Converting to log-likelihood by taking log on both side

\begin{align*}
\mathcal{l}(\beta) &= \frac{n}{2}\log{(2\pi)} + \frac{1}{2}\log{|\Sigma|} + \log\Big(\exp\Big(-\frac{1}{2}(y - \text{X}\beta)^{T}\Sigma^{-1/2}(y - \text{X}\beta)\Big)\Big) \\
                   &= \frac{n}{2}\log{(2\pi)} + \frac{1}{2}\log{|\Sigma|} - \frac{1}{2}(y - \text{X}\beta)^{T}\Sigma^{-1/2}(y - \text{X}\beta) \\
\end{align*}

This needs to be maximized with respect to $\beta$ so $\log{(2\pi)}$ and $\log{|\Sigma|}$ are constants. Since constants do not affect the optimization, problem can be re-written as:

$$
\underset{\beta}{\text{max}} \quad -(y - \text{X}\beta)^{T}\Sigma^{-1/2}(y - \text{X}\beta)
$$

or

$$
\underset{\beta}{\text{min}} \quad (y - \text{X}\beta)^{T}\Sigma^{-1/2}(y - \text{X}\beta)
$$

Since this is linear in parameters, quadratic and its derivative is linear, we can find an analytical estimate of $\beta$ by setting it derivative to zero. Further, this generalizes least square to any positive-definite covariance matrix, this is called **generalized least square (GLS)**

$$
\hat\beta_{GLS} = (\text{X}^{T}\Sigma^{1/2}\text{X})^{-1}\text{X}^{T}\Sigma^{1/2}y
$$

Similar to OLS, it can be shown that **GLS** is also **BLUE** in the presence of heteroscedastic errors. As **WLS** is a special case of **GLS** with uncorrelated errors where $s_i = \frac{1}{\sigma_i^2}$, **WLS** is also **BLUE** in the presence of heteroscedastic uncorrelated errors.

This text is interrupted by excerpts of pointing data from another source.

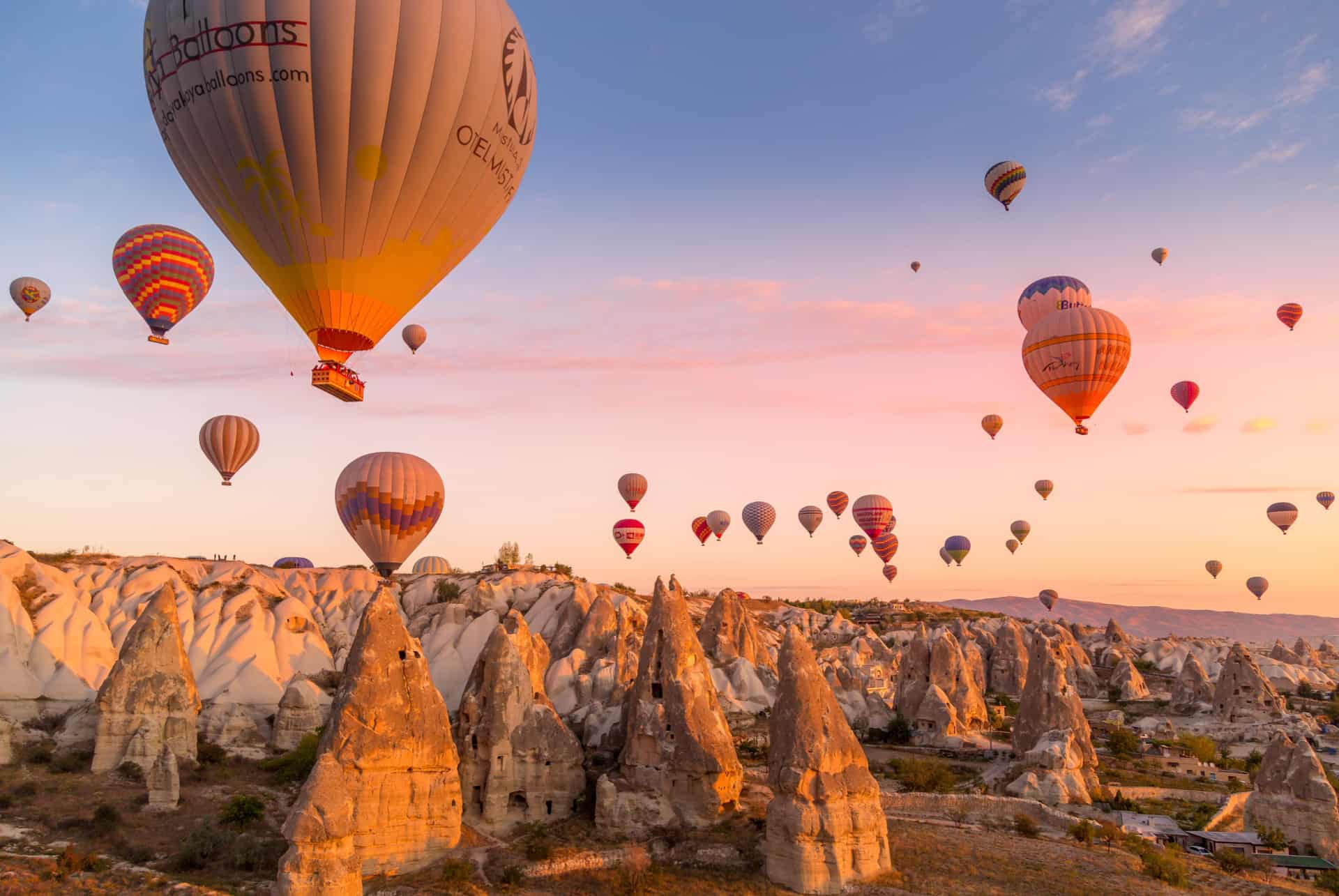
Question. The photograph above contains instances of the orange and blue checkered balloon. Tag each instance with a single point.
(164, 271)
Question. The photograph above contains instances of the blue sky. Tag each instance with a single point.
(704, 275)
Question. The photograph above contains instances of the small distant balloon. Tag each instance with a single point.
(958, 548)
(628, 535)
(1004, 181)
(633, 488)
(810, 517)
(873, 513)
(758, 519)
(1283, 515)
(701, 529)
(886, 545)
(1186, 393)
(720, 522)
(414, 337)
(1289, 314)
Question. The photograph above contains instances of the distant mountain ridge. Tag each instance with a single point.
(1158, 622)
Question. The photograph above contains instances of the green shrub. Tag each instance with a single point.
(243, 811)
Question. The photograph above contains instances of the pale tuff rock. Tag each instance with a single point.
(519, 761)
(1052, 733)
(678, 765)
(162, 781)
(303, 709)
(320, 859)
(729, 632)
(1128, 681)
(1008, 659)
(151, 693)
(1294, 796)
(825, 824)
(391, 736)
(1243, 693)
(1193, 688)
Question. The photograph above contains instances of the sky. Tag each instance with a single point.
(704, 278)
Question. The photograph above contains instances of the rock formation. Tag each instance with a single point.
(1052, 734)
(519, 761)
(1294, 796)
(1193, 688)
(729, 632)
(1128, 681)
(1008, 659)
(678, 762)
(320, 859)
(303, 709)
(825, 824)
(149, 694)
(164, 782)
(390, 736)
(1243, 693)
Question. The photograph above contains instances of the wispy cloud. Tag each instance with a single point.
(882, 23)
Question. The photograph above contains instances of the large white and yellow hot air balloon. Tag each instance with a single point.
(352, 152)
(388, 503)
(1075, 356)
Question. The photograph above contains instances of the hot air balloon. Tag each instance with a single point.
(633, 488)
(701, 529)
(1075, 356)
(1004, 181)
(758, 519)
(433, 565)
(292, 563)
(873, 513)
(1283, 515)
(1186, 393)
(388, 503)
(1049, 295)
(810, 517)
(354, 153)
(1289, 314)
(886, 545)
(414, 337)
(720, 522)
(228, 442)
(165, 272)
(628, 535)
(958, 548)
(30, 295)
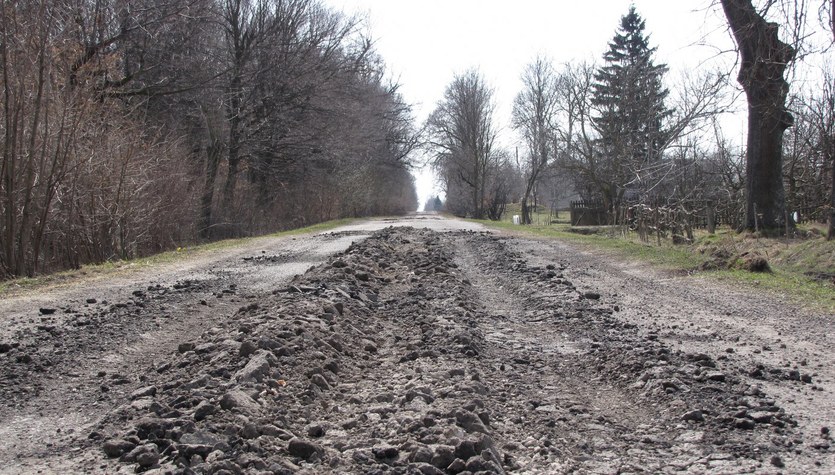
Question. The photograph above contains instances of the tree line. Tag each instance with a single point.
(622, 131)
(130, 127)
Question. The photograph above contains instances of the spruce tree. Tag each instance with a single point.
(629, 97)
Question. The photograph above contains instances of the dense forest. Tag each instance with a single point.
(131, 126)
(635, 143)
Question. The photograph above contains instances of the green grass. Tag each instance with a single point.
(110, 268)
(790, 260)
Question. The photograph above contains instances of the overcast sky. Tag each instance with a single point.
(426, 42)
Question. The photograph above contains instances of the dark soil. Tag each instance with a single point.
(415, 351)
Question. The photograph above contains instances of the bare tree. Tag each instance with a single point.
(462, 133)
(534, 111)
(764, 60)
(816, 119)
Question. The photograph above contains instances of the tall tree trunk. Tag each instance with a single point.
(764, 60)
(831, 234)
(213, 150)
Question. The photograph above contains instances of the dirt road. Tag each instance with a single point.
(431, 347)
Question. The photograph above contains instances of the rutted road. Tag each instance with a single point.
(434, 350)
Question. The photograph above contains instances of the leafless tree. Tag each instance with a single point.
(463, 135)
(534, 111)
(764, 59)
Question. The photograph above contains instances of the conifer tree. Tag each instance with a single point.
(629, 97)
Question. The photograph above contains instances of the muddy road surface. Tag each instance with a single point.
(419, 345)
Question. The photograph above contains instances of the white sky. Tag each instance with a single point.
(426, 42)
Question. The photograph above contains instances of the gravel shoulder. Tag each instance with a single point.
(429, 347)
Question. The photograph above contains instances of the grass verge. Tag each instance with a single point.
(114, 267)
(802, 270)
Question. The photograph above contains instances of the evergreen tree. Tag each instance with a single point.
(629, 97)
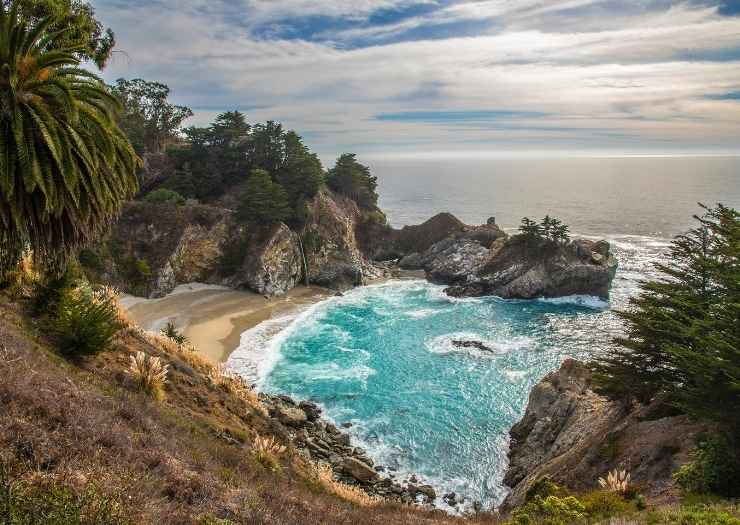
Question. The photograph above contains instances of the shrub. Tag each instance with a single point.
(693, 515)
(550, 511)
(171, 332)
(86, 321)
(715, 469)
(601, 504)
(164, 196)
(148, 373)
(50, 503)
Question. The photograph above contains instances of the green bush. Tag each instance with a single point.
(715, 469)
(694, 515)
(164, 196)
(86, 322)
(50, 503)
(551, 510)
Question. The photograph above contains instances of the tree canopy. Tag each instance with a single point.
(149, 120)
(74, 27)
(65, 166)
(682, 337)
(352, 179)
(264, 202)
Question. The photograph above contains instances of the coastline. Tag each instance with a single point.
(212, 317)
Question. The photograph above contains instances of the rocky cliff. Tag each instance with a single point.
(155, 247)
(574, 436)
(483, 260)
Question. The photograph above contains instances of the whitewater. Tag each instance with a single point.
(383, 360)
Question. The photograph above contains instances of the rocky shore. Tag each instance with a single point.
(573, 436)
(322, 442)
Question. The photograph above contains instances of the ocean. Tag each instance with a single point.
(382, 358)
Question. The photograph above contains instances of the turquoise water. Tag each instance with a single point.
(381, 358)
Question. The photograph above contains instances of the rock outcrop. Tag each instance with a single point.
(322, 442)
(334, 258)
(522, 269)
(574, 436)
(155, 247)
(483, 260)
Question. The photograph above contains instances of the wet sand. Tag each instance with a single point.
(214, 318)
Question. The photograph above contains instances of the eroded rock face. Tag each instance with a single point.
(520, 269)
(574, 436)
(272, 266)
(333, 256)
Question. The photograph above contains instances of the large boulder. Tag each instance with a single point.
(333, 256)
(272, 265)
(519, 268)
(574, 436)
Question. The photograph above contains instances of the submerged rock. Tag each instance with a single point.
(574, 436)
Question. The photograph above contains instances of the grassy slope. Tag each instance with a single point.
(185, 459)
(83, 435)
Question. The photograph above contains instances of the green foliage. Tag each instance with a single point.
(530, 229)
(50, 503)
(352, 179)
(164, 196)
(714, 470)
(171, 332)
(264, 202)
(65, 166)
(148, 119)
(549, 228)
(602, 504)
(48, 292)
(692, 515)
(86, 322)
(682, 332)
(551, 510)
(74, 26)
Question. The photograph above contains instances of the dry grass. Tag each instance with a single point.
(149, 373)
(616, 481)
(325, 476)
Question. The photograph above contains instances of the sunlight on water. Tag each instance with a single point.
(383, 358)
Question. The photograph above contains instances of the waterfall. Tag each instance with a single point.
(303, 255)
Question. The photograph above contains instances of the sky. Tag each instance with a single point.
(406, 78)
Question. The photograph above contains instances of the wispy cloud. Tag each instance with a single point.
(390, 75)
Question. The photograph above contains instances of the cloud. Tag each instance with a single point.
(631, 74)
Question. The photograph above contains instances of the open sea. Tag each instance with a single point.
(381, 357)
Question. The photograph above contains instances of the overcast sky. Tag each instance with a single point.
(460, 77)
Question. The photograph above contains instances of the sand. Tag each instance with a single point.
(213, 318)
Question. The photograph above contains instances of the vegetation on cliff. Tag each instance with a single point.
(682, 343)
(65, 166)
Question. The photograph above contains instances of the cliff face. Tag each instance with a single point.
(575, 436)
(483, 260)
(155, 247)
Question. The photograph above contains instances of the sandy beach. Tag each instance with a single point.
(213, 318)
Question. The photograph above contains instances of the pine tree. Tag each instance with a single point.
(530, 228)
(65, 166)
(682, 332)
(264, 202)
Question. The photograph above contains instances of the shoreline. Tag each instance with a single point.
(212, 317)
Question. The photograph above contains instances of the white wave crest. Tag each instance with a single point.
(589, 301)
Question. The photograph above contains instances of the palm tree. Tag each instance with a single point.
(65, 166)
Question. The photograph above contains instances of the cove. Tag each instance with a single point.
(429, 384)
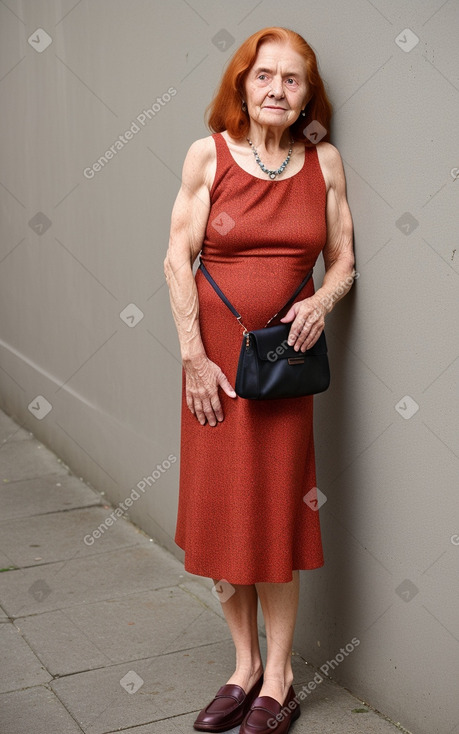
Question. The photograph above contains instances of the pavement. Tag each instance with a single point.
(114, 635)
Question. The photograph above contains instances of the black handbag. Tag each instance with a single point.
(268, 367)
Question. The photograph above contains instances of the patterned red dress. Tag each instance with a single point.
(241, 513)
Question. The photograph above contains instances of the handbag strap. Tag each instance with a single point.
(235, 313)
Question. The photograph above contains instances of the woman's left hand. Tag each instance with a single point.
(308, 318)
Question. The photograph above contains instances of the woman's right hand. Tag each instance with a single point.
(203, 378)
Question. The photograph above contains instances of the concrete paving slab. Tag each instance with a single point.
(110, 575)
(60, 536)
(11, 431)
(5, 562)
(20, 667)
(152, 689)
(137, 626)
(41, 495)
(35, 711)
(25, 460)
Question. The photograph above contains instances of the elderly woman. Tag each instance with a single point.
(260, 199)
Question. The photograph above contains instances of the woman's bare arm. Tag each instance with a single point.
(308, 316)
(188, 223)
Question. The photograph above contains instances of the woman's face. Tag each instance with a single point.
(275, 87)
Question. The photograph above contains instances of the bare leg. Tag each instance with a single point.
(279, 603)
(240, 612)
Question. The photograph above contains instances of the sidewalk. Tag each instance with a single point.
(113, 636)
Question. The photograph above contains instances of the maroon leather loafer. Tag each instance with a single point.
(268, 715)
(228, 708)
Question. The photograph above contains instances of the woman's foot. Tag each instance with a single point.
(246, 678)
(228, 708)
(276, 687)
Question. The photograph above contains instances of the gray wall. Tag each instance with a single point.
(76, 251)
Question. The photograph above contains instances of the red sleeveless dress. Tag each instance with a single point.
(241, 513)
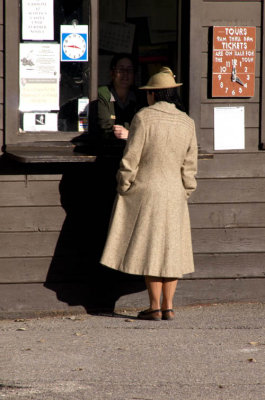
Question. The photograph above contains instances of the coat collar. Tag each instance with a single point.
(166, 107)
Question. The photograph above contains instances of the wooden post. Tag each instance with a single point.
(262, 83)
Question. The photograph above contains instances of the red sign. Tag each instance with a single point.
(234, 53)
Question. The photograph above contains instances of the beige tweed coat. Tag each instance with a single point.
(149, 232)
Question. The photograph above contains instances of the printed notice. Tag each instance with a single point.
(37, 122)
(39, 74)
(229, 128)
(37, 20)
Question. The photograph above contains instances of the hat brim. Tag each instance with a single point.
(159, 86)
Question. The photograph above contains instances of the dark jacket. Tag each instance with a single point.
(111, 112)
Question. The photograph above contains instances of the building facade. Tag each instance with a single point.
(52, 212)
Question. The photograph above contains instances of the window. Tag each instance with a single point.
(51, 69)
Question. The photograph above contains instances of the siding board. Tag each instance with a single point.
(1, 12)
(227, 215)
(206, 95)
(249, 190)
(239, 240)
(29, 194)
(231, 165)
(1, 64)
(231, 13)
(227, 266)
(1, 38)
(31, 219)
(207, 266)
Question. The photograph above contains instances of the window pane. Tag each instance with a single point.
(54, 65)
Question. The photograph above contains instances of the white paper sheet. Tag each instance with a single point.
(112, 10)
(37, 20)
(39, 74)
(229, 128)
(37, 122)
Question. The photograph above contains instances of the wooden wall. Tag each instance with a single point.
(227, 209)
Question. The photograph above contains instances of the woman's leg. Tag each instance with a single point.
(154, 287)
(168, 288)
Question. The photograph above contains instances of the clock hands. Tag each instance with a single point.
(73, 46)
(234, 77)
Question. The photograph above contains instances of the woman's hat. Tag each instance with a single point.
(164, 79)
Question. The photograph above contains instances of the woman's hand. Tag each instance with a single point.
(120, 132)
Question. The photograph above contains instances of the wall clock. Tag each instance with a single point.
(74, 46)
(233, 68)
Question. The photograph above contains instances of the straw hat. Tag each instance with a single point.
(164, 79)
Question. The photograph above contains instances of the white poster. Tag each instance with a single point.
(37, 122)
(37, 20)
(39, 76)
(74, 43)
(229, 128)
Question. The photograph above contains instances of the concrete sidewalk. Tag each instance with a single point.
(207, 352)
(29, 300)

If the error covariance matrix is known, we can solve GLS and get the estimate of $\beta$. However, most of the time, structure of $\Sigma$ is unknown. In this scenario we can use **Feasible Generalized Least Squares (FGLS)** which is can iterative method where we also estimate the covariance matrix iteratively. 

#### Scikit-learn Implementation

At the moment (June 2025) scikit-learn does not provide an implementation of GLS, you can use it via another propular statistics library `statsmodel` using `statsmodels.regression.linear_model.GLS`.